Add zero-cost builder methods to PathBuf

SUPERCILEX · September 10, 2021, 11:22pm

The problem

If a user wants to create a path using a builder pattern (path.join(a).join(b).join(c)), they are inadvertently copying the string buffer on every call to join. This means to easiest way to write the code is the least efficient. The efficient version takes effort and requires the developer to either read the source code or look at the docs to know that join allocates memory (so they have to use push instead):

{
  let tmp = path.join(a);
  tmp.push(b);
  tmp.push(c);
  tmp
}

Underlying issue

join actually comes from Path and allocates a new PathBuf. Calling PathBuf::join will deref coerce down to a Path and then come back with a newly allocated PathBuf.

Potential solutions

New methods

Add new methods to PathBuf such as PathBuf::append, PathBuf::using_extension, and PathBuf::using_file_name.

I don't like this because it still means you have to understand the difference between join/append and why one might be better than the other.

Break people's code (maybe in the next edition?)

Add new methods to PathBuf called PathBuf::join, PathBuf::with_extension, and PathBuf::with_file_name. This will break people's code if they depend on PathBuf::join creating a new owned instance. Going back to old behavior is very easy: (*path).join instead of path.join.

Is a stdlib change like this possible? How would it work?

Original discussion

cuviper · September 10, 2021, 11:40pm

PathBuf implements FromIterator, so PathBuf::from_iter([a, b, c]) should work.

mbrubeck · September 11, 2021, 12:02am

Finally, a practical reason to implement Div for PathBuf, so we can join paths with a / b / c.

(Only slightly less-controversially, we could implement Add for PathBuf and write this as a + b + c, as we already do for String.)

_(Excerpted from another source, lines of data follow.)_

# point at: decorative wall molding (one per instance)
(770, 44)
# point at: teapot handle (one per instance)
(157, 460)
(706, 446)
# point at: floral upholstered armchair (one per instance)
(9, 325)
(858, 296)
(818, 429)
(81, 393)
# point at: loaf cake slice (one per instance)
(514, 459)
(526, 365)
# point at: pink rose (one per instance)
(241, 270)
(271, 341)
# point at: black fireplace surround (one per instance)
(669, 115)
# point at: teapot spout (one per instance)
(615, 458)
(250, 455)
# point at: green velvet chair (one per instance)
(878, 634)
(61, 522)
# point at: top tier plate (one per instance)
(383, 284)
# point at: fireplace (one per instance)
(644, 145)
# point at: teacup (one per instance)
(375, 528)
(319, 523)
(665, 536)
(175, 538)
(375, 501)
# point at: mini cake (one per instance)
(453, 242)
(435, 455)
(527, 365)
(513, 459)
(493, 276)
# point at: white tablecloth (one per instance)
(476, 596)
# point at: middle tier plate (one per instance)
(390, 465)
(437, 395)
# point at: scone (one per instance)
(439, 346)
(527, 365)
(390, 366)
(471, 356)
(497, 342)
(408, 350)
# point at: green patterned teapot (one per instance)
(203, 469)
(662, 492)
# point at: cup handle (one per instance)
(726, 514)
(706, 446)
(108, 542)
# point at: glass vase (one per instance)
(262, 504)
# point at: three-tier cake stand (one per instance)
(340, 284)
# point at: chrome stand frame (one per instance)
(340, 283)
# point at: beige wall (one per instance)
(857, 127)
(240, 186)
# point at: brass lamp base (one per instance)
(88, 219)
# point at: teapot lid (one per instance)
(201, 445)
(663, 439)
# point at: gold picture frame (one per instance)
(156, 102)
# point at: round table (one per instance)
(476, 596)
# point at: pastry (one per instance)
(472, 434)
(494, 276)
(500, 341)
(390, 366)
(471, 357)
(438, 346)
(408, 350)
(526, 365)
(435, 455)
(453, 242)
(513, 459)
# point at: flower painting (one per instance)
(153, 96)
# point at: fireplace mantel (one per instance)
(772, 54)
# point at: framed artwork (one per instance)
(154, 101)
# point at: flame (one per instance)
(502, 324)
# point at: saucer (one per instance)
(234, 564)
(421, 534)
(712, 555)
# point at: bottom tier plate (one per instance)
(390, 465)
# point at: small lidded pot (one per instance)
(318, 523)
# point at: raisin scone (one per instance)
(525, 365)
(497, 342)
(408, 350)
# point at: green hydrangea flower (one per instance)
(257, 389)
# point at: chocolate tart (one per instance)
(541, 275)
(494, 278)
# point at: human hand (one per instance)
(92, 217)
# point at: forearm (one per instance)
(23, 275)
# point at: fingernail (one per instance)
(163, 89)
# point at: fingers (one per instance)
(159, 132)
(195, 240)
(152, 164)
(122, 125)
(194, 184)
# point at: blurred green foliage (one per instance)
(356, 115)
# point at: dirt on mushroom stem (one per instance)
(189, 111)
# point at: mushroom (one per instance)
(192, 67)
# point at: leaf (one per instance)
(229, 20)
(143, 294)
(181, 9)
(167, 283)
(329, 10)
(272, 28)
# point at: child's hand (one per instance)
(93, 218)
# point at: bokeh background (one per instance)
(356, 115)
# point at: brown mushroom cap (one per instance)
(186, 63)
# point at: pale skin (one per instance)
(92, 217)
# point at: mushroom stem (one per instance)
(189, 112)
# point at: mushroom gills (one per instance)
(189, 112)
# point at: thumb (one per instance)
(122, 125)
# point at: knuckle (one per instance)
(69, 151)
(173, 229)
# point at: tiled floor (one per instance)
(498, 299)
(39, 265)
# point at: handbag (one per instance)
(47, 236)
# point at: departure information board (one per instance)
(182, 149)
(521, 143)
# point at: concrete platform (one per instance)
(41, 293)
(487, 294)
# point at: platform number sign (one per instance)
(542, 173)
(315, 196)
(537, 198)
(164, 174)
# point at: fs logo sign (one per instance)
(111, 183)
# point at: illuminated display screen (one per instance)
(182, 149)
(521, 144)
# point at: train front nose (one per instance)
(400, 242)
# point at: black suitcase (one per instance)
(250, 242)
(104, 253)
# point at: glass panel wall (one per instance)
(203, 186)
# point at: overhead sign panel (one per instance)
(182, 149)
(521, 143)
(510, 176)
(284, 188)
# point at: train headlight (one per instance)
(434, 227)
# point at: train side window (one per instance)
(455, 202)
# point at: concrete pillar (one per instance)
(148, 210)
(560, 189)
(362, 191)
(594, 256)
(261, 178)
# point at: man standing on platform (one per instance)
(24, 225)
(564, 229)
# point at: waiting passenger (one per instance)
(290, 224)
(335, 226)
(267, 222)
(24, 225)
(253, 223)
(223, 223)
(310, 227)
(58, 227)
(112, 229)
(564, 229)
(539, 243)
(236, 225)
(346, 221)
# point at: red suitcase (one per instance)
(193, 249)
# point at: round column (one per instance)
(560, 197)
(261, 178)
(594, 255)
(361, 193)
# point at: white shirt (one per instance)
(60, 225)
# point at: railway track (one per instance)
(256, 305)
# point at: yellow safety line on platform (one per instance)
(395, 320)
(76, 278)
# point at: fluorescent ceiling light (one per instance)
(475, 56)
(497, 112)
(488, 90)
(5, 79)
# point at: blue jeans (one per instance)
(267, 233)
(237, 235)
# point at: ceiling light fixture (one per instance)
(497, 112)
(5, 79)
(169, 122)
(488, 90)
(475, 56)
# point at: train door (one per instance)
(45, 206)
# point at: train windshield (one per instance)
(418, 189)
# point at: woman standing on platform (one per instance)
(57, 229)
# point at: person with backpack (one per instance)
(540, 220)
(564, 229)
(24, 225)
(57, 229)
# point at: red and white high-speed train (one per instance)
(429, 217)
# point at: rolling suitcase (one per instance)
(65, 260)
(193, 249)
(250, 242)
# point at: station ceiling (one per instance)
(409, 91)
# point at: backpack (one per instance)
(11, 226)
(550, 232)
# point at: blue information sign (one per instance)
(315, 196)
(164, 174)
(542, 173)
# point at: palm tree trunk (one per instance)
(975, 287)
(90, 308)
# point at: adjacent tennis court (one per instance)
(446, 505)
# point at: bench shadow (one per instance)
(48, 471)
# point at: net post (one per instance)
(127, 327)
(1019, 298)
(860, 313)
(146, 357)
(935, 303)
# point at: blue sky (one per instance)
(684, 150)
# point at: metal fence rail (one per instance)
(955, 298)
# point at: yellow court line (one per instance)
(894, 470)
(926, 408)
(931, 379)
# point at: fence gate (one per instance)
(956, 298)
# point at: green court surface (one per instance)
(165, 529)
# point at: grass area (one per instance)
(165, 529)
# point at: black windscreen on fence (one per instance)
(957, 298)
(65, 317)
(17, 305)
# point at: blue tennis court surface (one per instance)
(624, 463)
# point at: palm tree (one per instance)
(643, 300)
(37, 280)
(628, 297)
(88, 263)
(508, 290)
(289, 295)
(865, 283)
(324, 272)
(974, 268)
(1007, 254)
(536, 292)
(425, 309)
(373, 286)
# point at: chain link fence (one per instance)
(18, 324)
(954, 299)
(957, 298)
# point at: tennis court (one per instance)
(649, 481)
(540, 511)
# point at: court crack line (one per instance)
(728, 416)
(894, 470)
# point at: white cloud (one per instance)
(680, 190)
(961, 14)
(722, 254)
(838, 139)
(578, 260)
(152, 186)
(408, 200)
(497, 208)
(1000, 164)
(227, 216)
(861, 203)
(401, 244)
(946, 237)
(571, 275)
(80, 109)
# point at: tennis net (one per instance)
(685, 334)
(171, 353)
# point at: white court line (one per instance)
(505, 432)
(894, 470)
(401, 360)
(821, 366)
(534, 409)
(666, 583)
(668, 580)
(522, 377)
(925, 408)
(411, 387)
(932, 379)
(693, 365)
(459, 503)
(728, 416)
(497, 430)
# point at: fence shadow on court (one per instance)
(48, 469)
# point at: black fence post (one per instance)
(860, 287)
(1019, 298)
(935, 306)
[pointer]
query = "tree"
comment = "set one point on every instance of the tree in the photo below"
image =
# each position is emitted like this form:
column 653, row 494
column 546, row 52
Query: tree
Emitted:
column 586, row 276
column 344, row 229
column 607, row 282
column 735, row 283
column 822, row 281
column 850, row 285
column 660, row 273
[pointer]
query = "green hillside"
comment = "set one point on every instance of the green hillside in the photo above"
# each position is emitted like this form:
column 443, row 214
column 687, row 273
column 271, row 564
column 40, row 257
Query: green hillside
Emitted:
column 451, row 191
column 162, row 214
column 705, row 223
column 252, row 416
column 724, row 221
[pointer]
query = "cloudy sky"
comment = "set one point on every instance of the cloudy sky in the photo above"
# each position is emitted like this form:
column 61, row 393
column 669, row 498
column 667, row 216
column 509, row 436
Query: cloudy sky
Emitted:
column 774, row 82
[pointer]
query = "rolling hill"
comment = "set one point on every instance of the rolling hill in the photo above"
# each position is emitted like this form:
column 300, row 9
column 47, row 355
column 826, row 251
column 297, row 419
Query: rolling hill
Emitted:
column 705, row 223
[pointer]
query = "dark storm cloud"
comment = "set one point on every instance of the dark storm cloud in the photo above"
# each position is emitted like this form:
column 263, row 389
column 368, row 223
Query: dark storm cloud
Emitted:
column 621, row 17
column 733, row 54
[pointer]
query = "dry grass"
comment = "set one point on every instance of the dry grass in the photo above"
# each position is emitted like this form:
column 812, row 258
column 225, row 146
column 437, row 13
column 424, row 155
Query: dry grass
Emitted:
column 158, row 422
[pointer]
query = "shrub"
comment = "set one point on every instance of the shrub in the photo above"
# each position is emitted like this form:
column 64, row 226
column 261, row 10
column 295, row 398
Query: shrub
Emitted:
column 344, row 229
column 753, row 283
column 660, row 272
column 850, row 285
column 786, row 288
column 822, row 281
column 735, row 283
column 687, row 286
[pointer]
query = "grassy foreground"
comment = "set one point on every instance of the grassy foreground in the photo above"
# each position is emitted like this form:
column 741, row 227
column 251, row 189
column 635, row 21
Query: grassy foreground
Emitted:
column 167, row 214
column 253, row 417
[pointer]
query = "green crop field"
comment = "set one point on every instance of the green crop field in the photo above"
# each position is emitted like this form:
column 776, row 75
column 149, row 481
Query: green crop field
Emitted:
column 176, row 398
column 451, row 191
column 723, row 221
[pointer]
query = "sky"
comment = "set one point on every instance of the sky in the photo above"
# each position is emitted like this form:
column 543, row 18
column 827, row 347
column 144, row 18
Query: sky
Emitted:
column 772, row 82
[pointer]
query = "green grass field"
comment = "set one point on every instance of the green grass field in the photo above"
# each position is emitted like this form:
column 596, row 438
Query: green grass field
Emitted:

Note that in many cases the efficiency benefit of repeated push over join is small or even zero, since each push might also trigger a reallocation and copy. I expect the difference is rarely important in practice except when the number of join calls is fairly high.

scottmcm · September 11, 2021, 12:08am

Could we perhaps impl Concat in std::slice - Rust for Paths? Or maybe for Components?

After all, [a, b, c].concat() is arguably the "best" way to do a.to_owned() + b + c for strings. (Best way to do string concatenation in 2019 (Status quo) - #5 by scottmcm - help - The Rust Programming Language Forum)

Tom-Phinney · September 11, 2021, 12:29am

Leading to such beauties as a / "/" / c.

CAD97 · September 11, 2021, 2:27am

I believe it's possible to write e.g. path.extend([a, b, c]) if you have PathBuf to push multiple path fragments in one go, which is another option to use.

ibraheemdev · September 11, 2021, 3:28am

(Only slightly less-controversially, we could implement Add for PathBuf and write this as a + b + c , as we already do for String .)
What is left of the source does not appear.